STEVENSON, Ala. (WHNT) – After four years of legal battles, the casket containing Patsy Davis was removed from the yard of her home on Broad Street.
At seven-thirty in the morning, the front yard of the home Jim Davis built for his wife was silent. Circled around the grave on grass that hasn’t seen a shovel since 2009, Davis’ family prayed and remembered the woman who’s tombstone bears the phrase ‘grand old lady’.
After years of court dates and hearings Jim Davis finally agreed to remove his wife’s remains from the front yard of their home. After four years of fighting, he says he has come to some peace this will give his family closure. “It’s going to be good. My family’s glad that it’s going to be over with,” Davis says.
Hands clenched and Bibles present Patsy’s family took time to remember her.
Meanwhile behind that closely knit circle, men from a local funeral home waited. After a while, the engines started.

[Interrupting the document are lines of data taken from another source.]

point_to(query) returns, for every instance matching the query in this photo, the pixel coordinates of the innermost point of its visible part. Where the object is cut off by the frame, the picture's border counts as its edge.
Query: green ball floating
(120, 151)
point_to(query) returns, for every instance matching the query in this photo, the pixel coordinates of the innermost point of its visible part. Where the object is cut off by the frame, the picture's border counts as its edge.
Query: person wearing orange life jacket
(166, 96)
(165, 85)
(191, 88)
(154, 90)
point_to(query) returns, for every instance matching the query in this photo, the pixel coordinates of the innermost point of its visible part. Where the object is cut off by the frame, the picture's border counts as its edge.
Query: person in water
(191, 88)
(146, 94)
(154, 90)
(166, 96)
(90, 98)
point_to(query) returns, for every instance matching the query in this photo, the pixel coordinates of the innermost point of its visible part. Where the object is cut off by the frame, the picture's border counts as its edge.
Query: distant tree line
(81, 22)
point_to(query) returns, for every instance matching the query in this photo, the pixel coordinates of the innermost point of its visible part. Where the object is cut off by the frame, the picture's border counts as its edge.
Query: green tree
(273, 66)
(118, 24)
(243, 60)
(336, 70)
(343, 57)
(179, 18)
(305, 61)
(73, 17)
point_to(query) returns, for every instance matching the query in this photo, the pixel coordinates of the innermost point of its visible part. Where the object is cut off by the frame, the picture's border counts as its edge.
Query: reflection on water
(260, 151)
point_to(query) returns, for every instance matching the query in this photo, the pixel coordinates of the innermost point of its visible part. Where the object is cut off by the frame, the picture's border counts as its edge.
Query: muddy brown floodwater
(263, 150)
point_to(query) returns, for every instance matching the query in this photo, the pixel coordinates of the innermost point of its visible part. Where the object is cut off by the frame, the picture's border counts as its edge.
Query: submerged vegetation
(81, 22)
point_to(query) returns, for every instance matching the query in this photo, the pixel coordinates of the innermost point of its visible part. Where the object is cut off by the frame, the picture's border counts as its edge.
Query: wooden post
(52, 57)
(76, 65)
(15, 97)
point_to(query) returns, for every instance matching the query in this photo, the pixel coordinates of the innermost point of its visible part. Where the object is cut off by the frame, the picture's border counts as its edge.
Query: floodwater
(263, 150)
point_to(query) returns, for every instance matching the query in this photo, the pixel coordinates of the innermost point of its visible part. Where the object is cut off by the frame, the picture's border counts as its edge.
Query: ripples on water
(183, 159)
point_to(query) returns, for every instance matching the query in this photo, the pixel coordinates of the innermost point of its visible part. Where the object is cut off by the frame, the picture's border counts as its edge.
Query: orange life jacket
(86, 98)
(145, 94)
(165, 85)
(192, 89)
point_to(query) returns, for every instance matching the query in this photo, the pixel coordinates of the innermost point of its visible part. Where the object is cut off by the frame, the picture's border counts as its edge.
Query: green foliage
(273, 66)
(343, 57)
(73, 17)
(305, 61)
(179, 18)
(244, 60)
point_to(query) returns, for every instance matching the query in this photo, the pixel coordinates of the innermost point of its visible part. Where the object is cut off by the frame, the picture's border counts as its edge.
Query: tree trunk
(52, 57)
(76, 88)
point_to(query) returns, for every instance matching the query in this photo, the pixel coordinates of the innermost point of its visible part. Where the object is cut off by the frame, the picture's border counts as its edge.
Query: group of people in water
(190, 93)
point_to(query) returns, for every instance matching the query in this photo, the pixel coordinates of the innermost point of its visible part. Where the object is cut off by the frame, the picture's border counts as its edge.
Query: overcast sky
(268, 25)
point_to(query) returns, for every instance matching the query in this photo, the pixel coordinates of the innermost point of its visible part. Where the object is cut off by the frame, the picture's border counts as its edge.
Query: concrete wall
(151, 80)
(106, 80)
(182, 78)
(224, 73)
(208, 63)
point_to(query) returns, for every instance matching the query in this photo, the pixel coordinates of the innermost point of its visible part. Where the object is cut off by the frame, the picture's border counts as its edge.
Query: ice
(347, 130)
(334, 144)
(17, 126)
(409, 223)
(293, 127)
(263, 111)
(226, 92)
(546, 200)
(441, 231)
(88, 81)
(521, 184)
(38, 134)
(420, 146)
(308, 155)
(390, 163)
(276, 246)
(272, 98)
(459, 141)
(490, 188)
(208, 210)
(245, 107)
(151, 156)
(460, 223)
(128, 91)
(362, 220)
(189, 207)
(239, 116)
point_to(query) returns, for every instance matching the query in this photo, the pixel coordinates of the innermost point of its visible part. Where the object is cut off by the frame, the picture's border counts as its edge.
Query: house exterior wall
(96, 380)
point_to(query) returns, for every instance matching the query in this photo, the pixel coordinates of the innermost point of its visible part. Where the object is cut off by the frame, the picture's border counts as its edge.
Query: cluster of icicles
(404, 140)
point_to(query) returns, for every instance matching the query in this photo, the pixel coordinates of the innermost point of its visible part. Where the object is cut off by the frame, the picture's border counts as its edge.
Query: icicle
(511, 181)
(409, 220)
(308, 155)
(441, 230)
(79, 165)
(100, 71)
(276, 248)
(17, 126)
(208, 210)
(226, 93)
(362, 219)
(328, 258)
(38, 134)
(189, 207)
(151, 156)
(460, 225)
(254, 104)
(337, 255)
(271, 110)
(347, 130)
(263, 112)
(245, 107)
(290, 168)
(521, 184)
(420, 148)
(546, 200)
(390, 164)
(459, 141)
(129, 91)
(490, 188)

As the pile of dirt grew bigger, the closer the family got. Davis says while he agreed to remove the remains, he’s still upset it came to this. “All these people will go to another judgement one day, and that’s where it will be straightened out,” Davis says.
He says it’s been a long four years of fighting to fulfill his wife’s dying wish.”The whole thing got twisted up to the point where things, it’s not right,” he says.
The city doesn’t have an ordinance prohibiting what Davis did, but city attorney Parker Edmiston says the city doesn’t need necessarily one. “There was a lot said about not having a city ordinance but really, the crucial issue in the case was he failed to follow the state law which sets out a framework for establishing a private cemetery,” Edmiston says.
He says that framework requires approval from the Department of Health. More importantly though, he says the city has to approve it. Edmiston says Davis didn’t get that approval.
He says the city tried to negotiate with Davis throughout the years of litigation. They offered to allow Davis’ wife’s remains to stay in the yard until Davis passed away, and then bury his wife’s remains next to him in a city cemetery. “We were not passionate about the process, we just wanted to make sure the state law was followed,” Edmiston says.
Edmiston says Davis had consulted with an attorney before he took any action. He says the city council denied his request twice.
Davis’ wife will be cremated and then brought back to the house, where Davis says she’ll stay. “Mama’s still going to be back here, where she wanted to be, and they can’t stop that.”
Previously Davis had told WHNT News 19 and a judge if he was forced to remove his wife’s remains from his yard, he would have her cremated and then buried back in the yard. Wednesday a judge ruled against that.
Davis, went to court one last time with his lawyer on Wednesday to ask for more time, saying he needed to make arrangements with his family and with a funeral home. Edmiston argued Davis has had more than enough time to make those arrangements.
Davis told us he had plans to start a church at his home to keep his wife buried there. Soon after he announced those plans though, he decided against it.
The Jackson County Sheriff and Chief Deputy were present while the remains were being removed.